Forfait hospitalier : hausse de 2 euros confirmée

Dans un entretien au Journal du dimanche (pages 2 et 3), le Premier ministre confirme que le forfait hospitalier augmentera de 2 euros. Il passera donc de 16 à 18 euros. Selon François Fillon, "ce forfait aurait dû augmenter plus régulièrement en fonction du coût de la vie", explique-t-il. Cette disposition sera intégrée dans le projet de loi de financement de la Sécurité sociale (PLFSS) pour 2010.

Des mesures sur le médicament devraient aussi figurer dans ce texte. Ainsi, "plusieurs centaines de millions d’euros seront économisées sur les médicaments, via notamment l’essor des génériques". En 2010, le substitut générique du Plavix® devrait, par exemple, permettre à l’assurance maladie d’économiser 150 à 200 millions d’euros, indique La Tribune (page 4). En outre, certains médicaments au service médical jugé insuffisant verront leur taux de remboursement passer de 35% à 15%. Enfin, il sera demandé aux industriels de pratiquer des baisses de prix sur certains autres traitements.

Pour La Tribune, ces dispositions devraient permettre une économie de 2,2 milliards d’euros, ce qui réduirait "modestement" le déficit de la Sécu. Celui-ci sera de 24 milliards d’euros a annoncé le ministre du Budget, Eric Woerth, sur France 5. Selon les dernières prévisions, prévient Le Figaro (page 24), "le trou sera de 30 milliards environ l’an prochain".

Dans le Journal du dimanche, le chef du gouvernement évoque également le projet de loi de Finances pour 2010. Il sera présenté mercredi en Conseil des ministres. Pour François Fillon, il s’agit d’un "budget de la reprise". "Le budget 2009 a été celui de la relance au prix d’un déficit très lourd de l’Etat", indique-t-il. En effet, il devrait atteindre 140 milliards, "tous comptes publics confondus".

Comme le rappellent Les Echos (page 3), "le gouvernement tablait en juillet sur un solde négatif compris entre 125 et 130 milliards d’euros". Cependant, les recettes n’ont pas été au rendez-vous : elles ont même été "catastrophiques", rappelle le quotidien économique. Pour renflouer les caisses, le gouvernement n’a pas fait le choix d’un plan "ambitieux", relève La Tribune (page 4).
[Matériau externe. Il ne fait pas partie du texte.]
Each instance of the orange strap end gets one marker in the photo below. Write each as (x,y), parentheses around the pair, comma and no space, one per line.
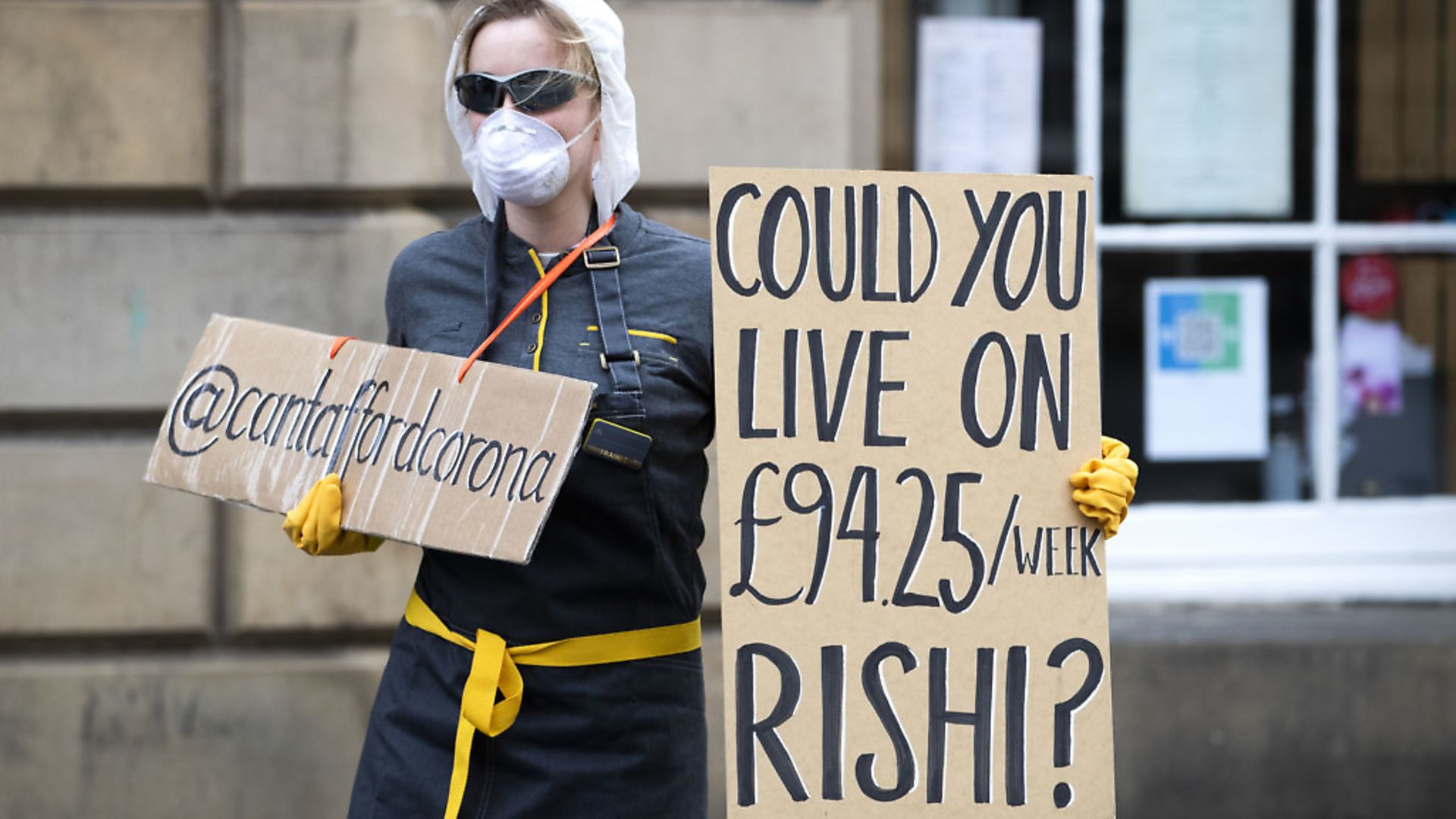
(338,344)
Pourtant, "l’an dernier, il avait misé sur un redressement des comptes de plus de 6 milliards grâce à des économies, des transferts et de nouvelles recettes". Depuis, la crise est passée par là : la baisse des cotisations sociales et de la CSG patrimoine a fortement affecté les recettes.

Un plan pour les jeunes
"Rude rentrée pour les jeunes", constate Le Parisien/Aujourd’hui (pages 10 et 11). Même si "les jeunes se sont toujours battus pour trouver du travail", cette période n’est pas la plus favorable pour trouver un emploi. D’après les dernières statistiques, 23,9% des jeunes de 15-24 ans étaient au chômage au deuxième trimestre, soit 5,2% de plus en an. A la mi-2009, on comptait 634.000 chômeurs de moins de 25 ans. Seulement 55% des jeunes de 15 à 24 ans sont actifs, et près d’un quart des emplois de ces jeunes bénéficiaient en 2008 d’une aide de l’Etat.

Face à ces constats, "l’Elysée veut rattraper la jeunesse", selon le titre du Journal du dimanche (page 5). Jeudi, Nicolas Sarkozy va présenter les mesures de son plan jeunes, préparé par le haut-commissaire à la Jeunesse, Martin Hirsch. L’une d’elles prévoit d’étendre le revenu de solidarité active (RSA), aux moins de 25 ans. Certaines aides permettront également de faciliter l’accès au logement.